Hohe Erwartungen an den neuen Jaguar F-Type
17.08.2012 | 14:45 Uhr 2012-08-17T14:45:00+0200
Düsseldorf Auf dem Automobilsalon in Paris wird der neue Jaguar F-Type vorgestellt. Die geschichtsträchtige Serie des Automobilherstellers weckt große Erwartungen an das neue Modell.
Mit dem F-Type knüpft Jaguar an die erfolgreichsten Zeiten in den 50er und 60er Jahren an.
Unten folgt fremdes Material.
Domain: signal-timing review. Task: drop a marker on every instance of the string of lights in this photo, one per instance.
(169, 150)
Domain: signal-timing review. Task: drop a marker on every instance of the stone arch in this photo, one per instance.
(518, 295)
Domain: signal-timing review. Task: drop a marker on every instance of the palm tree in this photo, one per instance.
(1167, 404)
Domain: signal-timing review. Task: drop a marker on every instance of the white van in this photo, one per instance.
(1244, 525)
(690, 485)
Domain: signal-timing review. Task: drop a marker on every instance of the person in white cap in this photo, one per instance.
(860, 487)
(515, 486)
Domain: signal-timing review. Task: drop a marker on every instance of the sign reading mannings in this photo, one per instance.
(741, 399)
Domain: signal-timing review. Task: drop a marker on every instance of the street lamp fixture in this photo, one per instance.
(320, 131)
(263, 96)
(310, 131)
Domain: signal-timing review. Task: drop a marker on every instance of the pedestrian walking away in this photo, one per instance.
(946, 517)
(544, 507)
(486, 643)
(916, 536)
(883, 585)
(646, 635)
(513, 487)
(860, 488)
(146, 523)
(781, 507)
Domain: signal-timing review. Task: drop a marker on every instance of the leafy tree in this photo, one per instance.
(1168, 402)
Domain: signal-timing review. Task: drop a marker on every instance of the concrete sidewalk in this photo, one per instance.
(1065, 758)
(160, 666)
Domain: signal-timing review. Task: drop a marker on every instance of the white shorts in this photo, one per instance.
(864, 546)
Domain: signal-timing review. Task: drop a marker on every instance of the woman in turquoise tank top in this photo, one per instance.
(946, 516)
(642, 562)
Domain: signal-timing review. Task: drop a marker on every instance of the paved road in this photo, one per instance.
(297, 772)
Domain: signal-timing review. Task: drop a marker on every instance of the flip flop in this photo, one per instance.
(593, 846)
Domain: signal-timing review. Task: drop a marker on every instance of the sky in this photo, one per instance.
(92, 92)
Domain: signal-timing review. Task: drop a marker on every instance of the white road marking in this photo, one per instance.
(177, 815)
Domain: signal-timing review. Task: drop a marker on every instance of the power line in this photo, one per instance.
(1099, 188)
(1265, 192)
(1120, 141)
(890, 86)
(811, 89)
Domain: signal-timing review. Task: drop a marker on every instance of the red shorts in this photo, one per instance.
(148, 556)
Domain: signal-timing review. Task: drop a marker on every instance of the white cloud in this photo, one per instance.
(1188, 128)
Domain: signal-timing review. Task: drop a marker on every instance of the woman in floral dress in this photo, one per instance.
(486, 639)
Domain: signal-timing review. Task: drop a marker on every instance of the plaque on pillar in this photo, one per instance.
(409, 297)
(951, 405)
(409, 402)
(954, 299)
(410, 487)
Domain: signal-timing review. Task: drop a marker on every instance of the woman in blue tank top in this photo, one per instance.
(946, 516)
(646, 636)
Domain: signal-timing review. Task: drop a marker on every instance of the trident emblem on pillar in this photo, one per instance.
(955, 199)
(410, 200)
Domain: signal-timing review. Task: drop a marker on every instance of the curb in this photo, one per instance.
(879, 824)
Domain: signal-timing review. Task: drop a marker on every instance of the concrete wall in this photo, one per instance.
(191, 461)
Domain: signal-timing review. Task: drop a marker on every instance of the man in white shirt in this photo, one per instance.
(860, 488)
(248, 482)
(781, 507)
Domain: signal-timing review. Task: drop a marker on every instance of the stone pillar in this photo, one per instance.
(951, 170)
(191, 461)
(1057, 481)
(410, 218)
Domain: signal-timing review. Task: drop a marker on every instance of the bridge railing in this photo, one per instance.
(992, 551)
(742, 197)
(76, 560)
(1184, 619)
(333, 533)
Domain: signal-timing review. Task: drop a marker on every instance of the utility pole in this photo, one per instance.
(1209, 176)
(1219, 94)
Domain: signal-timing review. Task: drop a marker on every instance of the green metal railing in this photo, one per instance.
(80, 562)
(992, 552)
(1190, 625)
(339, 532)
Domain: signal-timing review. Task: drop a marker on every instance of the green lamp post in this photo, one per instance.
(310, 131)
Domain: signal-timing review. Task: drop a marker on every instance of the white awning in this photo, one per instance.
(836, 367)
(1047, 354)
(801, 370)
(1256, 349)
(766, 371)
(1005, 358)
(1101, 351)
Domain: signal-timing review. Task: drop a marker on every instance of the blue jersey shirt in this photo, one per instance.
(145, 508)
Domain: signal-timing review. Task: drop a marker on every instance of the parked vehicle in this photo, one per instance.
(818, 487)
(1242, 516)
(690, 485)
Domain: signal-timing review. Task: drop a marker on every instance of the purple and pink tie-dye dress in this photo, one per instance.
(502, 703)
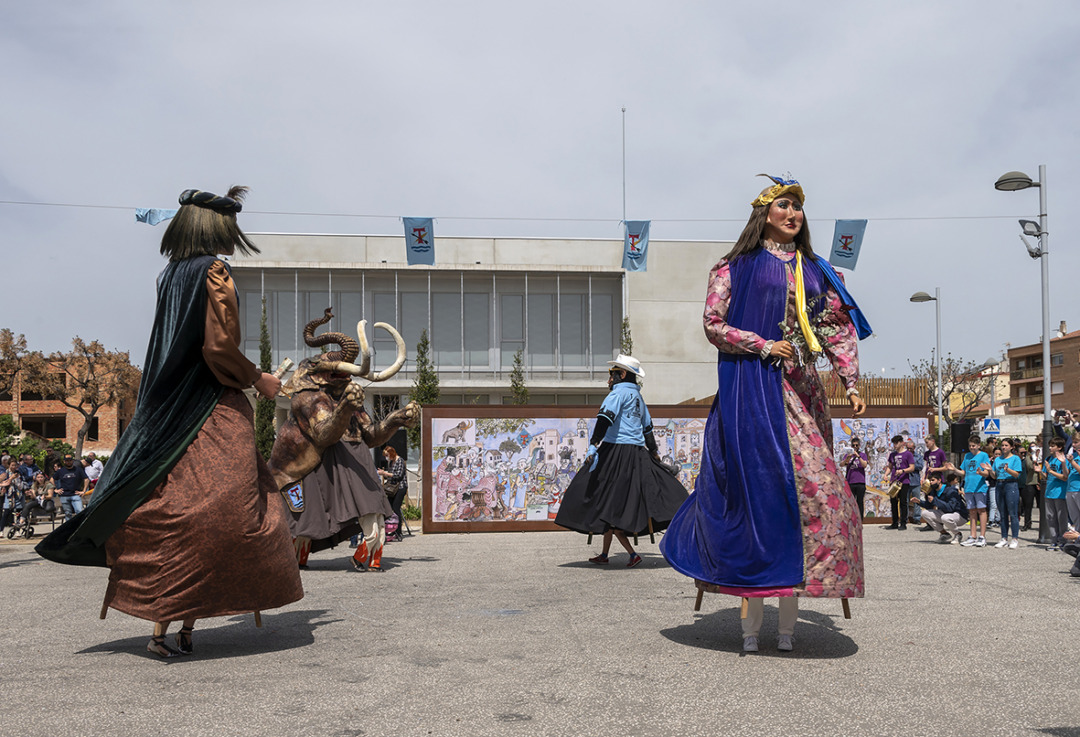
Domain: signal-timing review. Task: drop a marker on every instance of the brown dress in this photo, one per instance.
(342, 488)
(213, 537)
Das Modell weckt allein schon wegen seines klangvollen Namens hohe Erwartungen. Denn als 'Nachfolger' von C-, D- und E-Type tritt der F-Type in mächtig große Fußstapfen. Jaguar selbst unterstreicht diesen hohen Anspruch durch Verweise auf die Geschichte, auf der das neue Modell aufbaut. 'Wie seine Vorgänger wird auch der F-Type Neuland erschließen. Der Stammbaum der großen Jaguar Sportwagen erhält mit dem neuen F-Type einen neuen starken Ast', sagt der Jaguar-Chef, Adrian Hallmark.
Nach achtjähriger Pause brachte Jaguar 1948 mit dem XK120 den ersten Sportwagen der Marke nach dem 2. Weltkrieg heraus. Die Vorkriegsbezeichnung SS (Swallow Sidecar Company) war nach 1945 nicht mehr tragbar. Der XK120l war das erste Modell, das den neuen Markennamen 'Jaguar' trug. Die Bezeichnung ?120? leitete sich von der Höchstgeschwindigkeit des Zweisitzers ab, die 120 Meilen pro Stunde oder 193 km/h betragen hat. Dieser Geschwindigkeitshinweis hat dem Briten ab 1949 zu Achtungserfolgen im Rennsport verholfen.
Erfolgreich im Rennsport
Damit aber gaben sich die Konstrukteure aus Coventry nicht zufrieden und brachten 1951 mit dem C-Type eine Rennsportversion mit einem 3,4-Liter Reihensechszylinder und 153 kW/208 PS an den Start. Bekannte Fahrer waren der Langstrecken-Experte und dreimalige Mille Miglia-Gewinner Leslie Johnson und der damals erst 22-jährige Stirling Moss .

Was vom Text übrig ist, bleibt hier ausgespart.